You can scan Dart and Flutter applications using any of the following:

  • Dart and Flutter packages in the form of tar.gz files that contain the license files (mostly under BSD3 license) and src files.

  • The pubspec.yaml file containing your project dependencies (including version constraints for each dependency), environment settings and other metadata.

    Example:

    name: dcat
description: A sample command-line application.
version: 1.0.0
# Some text here

environment:
  sdk: ^3.6.1
dependencies:
  dependency1: 1.0.0
  dependency2: ^2.0.0
  missing-version:

dev_dependencies:
  dev_dependency1: 1.0.0

  • The pubspec.lock file that is automatically generated when you run pub get, containing the exact version of the dependency, including transitive dependencies.

    Example

    # Generated by pub
# See https://dart.dev/tools/pub/glossary#lockfile
packages:
  dependency1:
    dependency: "direct main"
    description:
      name: dependency1
      sha256: "aaf6da266a27a4538a69295ec142cb5717d7d4e5727b84658b63e1e1509bac9c"
      url: "https://pub.dev"
    source: hosted
    version: "1.0.0"
  dependency2:
    dependency: transitive
    description:
      name: dependency2
      sha256: "bbf6da266a27a4538a69295ec142cb5717d7d4e5727b84658b63e1e1509bac9c"
      url: "https://pub.dev"
    source: hosted
    version: "2.0.0"
  dependency3:
    dependency: "direct dev"
    description:
      name: dependency3
      sha256: "ccf6da266a27a4538a69295ec142cb5717d7d4e5727b84658b63e1e1509bac9c"
      url: "https://pub.dev"
    source: hosted
    version: "1.0.0"
  missing-version:
    dependency: "direct main"
    description:
      name: missing-version
      sha256: "ddf6da266a27a4538a69295ec142cb5717d7d4e5727b84658b63e1e1509bac9c"
      url: "https://pub.dev"
    source: hosted

We recommend scanning the pubspec.lock file over pubspec.yaml.

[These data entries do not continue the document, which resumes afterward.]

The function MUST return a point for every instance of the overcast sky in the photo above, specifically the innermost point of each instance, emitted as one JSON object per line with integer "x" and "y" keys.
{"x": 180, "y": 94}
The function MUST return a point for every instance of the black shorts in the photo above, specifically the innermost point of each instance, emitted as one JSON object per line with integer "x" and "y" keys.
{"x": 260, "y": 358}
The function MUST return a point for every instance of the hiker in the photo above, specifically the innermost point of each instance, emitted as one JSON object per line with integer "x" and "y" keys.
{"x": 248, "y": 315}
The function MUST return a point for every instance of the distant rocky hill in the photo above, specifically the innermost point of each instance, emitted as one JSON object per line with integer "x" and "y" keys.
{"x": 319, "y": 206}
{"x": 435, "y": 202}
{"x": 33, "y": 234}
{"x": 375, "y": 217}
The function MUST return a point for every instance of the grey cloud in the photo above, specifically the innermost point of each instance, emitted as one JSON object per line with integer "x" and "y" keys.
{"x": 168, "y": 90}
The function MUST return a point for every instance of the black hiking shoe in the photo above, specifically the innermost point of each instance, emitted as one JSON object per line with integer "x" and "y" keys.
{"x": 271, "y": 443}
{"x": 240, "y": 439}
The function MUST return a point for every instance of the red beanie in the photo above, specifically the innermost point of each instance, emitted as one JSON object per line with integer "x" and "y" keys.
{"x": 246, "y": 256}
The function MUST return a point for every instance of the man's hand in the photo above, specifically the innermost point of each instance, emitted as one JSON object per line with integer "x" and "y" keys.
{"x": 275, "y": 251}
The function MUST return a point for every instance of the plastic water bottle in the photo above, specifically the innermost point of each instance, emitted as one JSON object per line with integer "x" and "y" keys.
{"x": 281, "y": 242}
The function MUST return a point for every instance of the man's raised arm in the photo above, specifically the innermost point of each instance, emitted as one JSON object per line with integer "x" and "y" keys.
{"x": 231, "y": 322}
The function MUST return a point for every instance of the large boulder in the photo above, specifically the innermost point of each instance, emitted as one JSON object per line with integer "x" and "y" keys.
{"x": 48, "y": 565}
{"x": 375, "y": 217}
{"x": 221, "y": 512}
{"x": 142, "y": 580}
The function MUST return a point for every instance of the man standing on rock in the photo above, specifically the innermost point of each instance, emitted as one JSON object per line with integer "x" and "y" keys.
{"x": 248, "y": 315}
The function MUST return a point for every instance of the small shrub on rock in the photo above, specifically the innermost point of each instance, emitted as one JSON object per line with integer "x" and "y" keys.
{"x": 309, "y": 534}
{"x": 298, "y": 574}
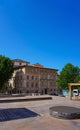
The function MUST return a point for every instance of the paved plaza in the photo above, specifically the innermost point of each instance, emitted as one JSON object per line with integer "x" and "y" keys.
{"x": 34, "y": 115}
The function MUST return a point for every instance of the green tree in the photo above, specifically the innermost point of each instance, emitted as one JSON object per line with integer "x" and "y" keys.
{"x": 6, "y": 70}
{"x": 69, "y": 74}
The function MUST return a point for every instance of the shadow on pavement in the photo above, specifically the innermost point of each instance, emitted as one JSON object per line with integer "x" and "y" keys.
{"x": 16, "y": 113}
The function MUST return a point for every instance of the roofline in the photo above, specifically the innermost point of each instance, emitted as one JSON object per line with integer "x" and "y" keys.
{"x": 18, "y": 67}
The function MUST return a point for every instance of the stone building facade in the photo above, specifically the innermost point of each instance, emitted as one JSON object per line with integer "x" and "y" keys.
{"x": 33, "y": 79}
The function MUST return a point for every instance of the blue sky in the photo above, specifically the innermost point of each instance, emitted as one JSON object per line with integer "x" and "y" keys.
{"x": 43, "y": 31}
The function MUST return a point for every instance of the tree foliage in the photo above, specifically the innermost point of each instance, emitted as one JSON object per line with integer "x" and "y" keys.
{"x": 6, "y": 70}
{"x": 69, "y": 74}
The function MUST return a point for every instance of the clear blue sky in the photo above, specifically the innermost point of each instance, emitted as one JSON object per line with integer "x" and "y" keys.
{"x": 43, "y": 31}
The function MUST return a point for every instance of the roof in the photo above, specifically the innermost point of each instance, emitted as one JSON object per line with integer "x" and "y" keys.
{"x": 19, "y": 60}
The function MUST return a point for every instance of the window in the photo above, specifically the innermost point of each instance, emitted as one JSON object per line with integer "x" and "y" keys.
{"x": 32, "y": 85}
{"x": 27, "y": 77}
{"x": 32, "y": 77}
{"x": 27, "y": 84}
{"x": 36, "y": 85}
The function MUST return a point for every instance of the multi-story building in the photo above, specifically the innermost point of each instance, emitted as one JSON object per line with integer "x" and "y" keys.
{"x": 33, "y": 78}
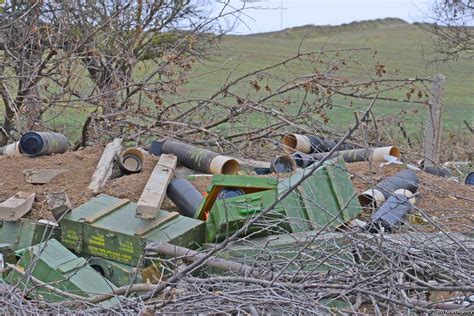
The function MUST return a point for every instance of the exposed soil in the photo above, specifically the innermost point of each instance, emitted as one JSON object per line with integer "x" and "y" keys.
{"x": 441, "y": 201}
{"x": 448, "y": 203}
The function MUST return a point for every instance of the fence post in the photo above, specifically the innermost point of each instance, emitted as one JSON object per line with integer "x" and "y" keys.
{"x": 433, "y": 122}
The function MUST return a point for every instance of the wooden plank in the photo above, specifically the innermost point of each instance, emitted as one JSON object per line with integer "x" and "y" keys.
{"x": 106, "y": 163}
{"x": 15, "y": 207}
{"x": 433, "y": 128}
{"x": 154, "y": 193}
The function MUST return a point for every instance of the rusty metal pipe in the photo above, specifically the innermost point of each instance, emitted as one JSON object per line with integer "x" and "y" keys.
{"x": 392, "y": 212}
{"x": 200, "y": 159}
{"x": 10, "y": 149}
{"x": 309, "y": 144}
{"x": 405, "y": 179}
{"x": 43, "y": 143}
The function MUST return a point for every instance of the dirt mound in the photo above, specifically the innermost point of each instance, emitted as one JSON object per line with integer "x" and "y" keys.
{"x": 448, "y": 203}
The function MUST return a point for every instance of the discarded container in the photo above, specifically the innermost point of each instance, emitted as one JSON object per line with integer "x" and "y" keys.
{"x": 437, "y": 171}
{"x": 118, "y": 273}
{"x": 309, "y": 144}
{"x": 392, "y": 212}
{"x": 43, "y": 143}
{"x": 185, "y": 196}
{"x": 131, "y": 160}
{"x": 25, "y": 233}
{"x": 288, "y": 247}
{"x": 262, "y": 170}
{"x": 11, "y": 149}
{"x": 60, "y": 268}
{"x": 106, "y": 226}
{"x": 363, "y": 154}
{"x": 325, "y": 198}
{"x": 227, "y": 193}
{"x": 155, "y": 148}
{"x": 200, "y": 159}
{"x": 283, "y": 164}
{"x": 469, "y": 179}
{"x": 374, "y": 197}
{"x": 17, "y": 206}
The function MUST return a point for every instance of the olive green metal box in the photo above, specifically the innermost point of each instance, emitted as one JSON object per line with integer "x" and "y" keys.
{"x": 325, "y": 199}
{"x": 50, "y": 262}
{"x": 107, "y": 227}
{"x": 24, "y": 233}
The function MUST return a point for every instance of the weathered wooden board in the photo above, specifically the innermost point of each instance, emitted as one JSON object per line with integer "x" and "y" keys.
{"x": 155, "y": 190}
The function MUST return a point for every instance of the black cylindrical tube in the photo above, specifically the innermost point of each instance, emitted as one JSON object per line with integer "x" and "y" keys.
{"x": 185, "y": 196}
{"x": 309, "y": 144}
{"x": 200, "y": 159}
{"x": 405, "y": 179}
{"x": 469, "y": 179}
{"x": 43, "y": 143}
{"x": 303, "y": 160}
{"x": 283, "y": 164}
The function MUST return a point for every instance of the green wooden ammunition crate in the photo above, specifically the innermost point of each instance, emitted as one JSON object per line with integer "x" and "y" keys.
{"x": 295, "y": 252}
{"x": 107, "y": 227}
{"x": 57, "y": 266}
{"x": 327, "y": 198}
{"x": 25, "y": 233}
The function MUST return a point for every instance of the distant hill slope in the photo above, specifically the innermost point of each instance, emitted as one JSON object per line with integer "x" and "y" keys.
{"x": 325, "y": 30}
{"x": 400, "y": 46}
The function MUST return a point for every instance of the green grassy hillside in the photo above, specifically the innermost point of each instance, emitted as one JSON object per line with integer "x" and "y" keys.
{"x": 399, "y": 47}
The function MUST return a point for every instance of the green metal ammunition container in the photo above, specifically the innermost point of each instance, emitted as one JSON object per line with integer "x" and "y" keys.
{"x": 25, "y": 233}
{"x": 50, "y": 262}
{"x": 327, "y": 198}
{"x": 107, "y": 227}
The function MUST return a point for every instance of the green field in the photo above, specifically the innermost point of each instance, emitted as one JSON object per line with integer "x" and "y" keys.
{"x": 400, "y": 46}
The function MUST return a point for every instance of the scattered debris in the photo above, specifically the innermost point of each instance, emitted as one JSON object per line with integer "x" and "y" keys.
{"x": 131, "y": 160}
{"x": 200, "y": 159}
{"x": 392, "y": 211}
{"x": 437, "y": 171}
{"x": 470, "y": 179}
{"x": 107, "y": 227}
{"x": 405, "y": 179}
{"x": 72, "y": 277}
{"x": 41, "y": 176}
{"x": 105, "y": 165}
{"x": 309, "y": 144}
{"x": 58, "y": 203}
{"x": 11, "y": 149}
{"x": 17, "y": 206}
{"x": 283, "y": 164}
{"x": 120, "y": 242}
{"x": 185, "y": 196}
{"x": 43, "y": 143}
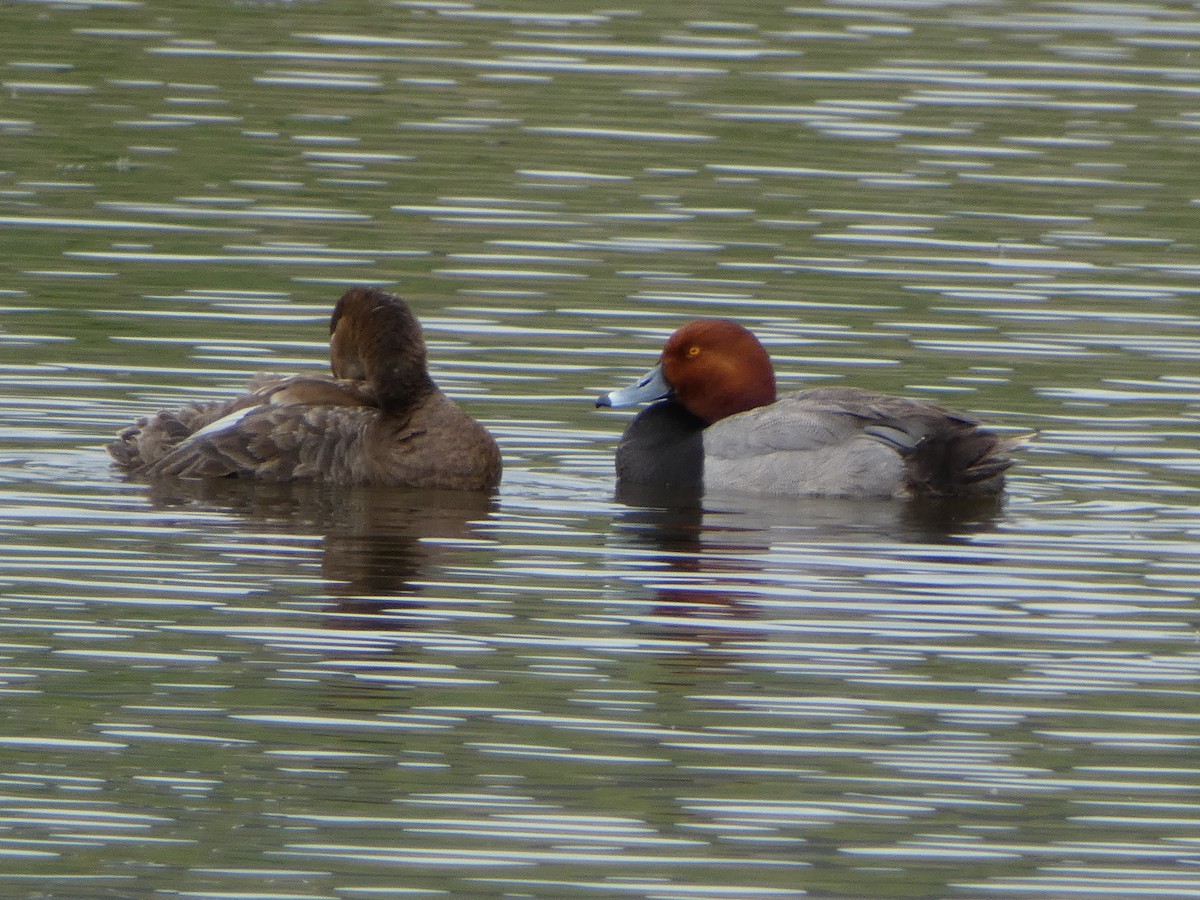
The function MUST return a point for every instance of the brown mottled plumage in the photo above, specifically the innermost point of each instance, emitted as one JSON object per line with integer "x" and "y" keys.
{"x": 377, "y": 420}
{"x": 723, "y": 429}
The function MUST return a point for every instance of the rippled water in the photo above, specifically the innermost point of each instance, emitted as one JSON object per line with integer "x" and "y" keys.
{"x": 228, "y": 690}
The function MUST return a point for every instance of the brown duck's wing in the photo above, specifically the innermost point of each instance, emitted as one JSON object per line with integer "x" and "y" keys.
{"x": 150, "y": 438}
{"x": 276, "y": 443}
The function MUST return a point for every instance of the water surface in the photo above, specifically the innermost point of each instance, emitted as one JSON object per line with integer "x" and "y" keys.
{"x": 228, "y": 690}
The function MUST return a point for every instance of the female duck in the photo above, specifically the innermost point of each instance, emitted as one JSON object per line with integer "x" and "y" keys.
{"x": 378, "y": 420}
{"x": 721, "y": 427}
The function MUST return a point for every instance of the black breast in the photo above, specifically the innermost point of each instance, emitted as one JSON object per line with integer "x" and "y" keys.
{"x": 663, "y": 449}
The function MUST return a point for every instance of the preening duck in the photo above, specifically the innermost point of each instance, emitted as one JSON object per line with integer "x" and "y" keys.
{"x": 378, "y": 419}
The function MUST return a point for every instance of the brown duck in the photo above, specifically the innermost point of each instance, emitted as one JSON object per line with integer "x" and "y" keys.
{"x": 378, "y": 420}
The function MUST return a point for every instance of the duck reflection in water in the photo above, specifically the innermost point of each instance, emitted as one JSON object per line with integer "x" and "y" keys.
{"x": 379, "y": 547}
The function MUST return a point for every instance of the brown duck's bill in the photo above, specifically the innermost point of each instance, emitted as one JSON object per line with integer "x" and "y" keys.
{"x": 649, "y": 387}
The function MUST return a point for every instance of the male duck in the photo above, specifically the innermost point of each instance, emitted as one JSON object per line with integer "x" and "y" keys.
{"x": 378, "y": 420}
{"x": 721, "y": 427}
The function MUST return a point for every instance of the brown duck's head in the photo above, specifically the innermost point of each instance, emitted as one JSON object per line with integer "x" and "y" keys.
{"x": 376, "y": 339}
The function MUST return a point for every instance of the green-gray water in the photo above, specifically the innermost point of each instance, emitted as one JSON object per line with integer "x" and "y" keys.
{"x": 225, "y": 691}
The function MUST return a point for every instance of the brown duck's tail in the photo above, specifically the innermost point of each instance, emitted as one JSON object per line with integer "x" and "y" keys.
{"x": 153, "y": 437}
{"x": 960, "y": 461}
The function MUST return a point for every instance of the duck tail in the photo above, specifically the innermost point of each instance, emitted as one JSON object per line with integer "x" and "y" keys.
{"x": 966, "y": 462}
{"x": 151, "y": 437}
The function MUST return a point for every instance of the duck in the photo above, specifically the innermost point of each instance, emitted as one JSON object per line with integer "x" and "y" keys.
{"x": 377, "y": 419}
{"x": 717, "y": 425}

NOTE: The pubspec.yaml is ignored by the scanning process if there is a pubspec.lock in the same directory.

Steps to scan

Invoke a CLI scan of a directory or sub-directories containing the target files.

java -jar [sonatype-cli] -a [username:password] -i [--application-id] -s [--server-url] [scan-target]
java -jar nexus-iq-cli-2.2.0-SNAPSHOT.jar -a admin:admin123 -i TestApp1 -t build -s http://localhost:8070 C:\temp\pubspec.zip

On successful completion of the scan (status - completed), the output will include links to view the scan reports:

[INFO] Policy Action: Warning
[INFO] Summary of policy violations: 4 critical, 85 severe, 46 moderate
[INFO] The detailed report can be viewed online at http://localhost:8070/ui/links/application/TestApp1/report/95c4c14e
[INFO] The application priorities can be viewed online at http://localhost:8070/ui/links/developer/priorities/TestApp1/95c4c14e/cli

The Detailed Report URL - link takes you to the application composition report in Lifecycle.

The Priorities URL - link takes you to the Priorities page in Developer.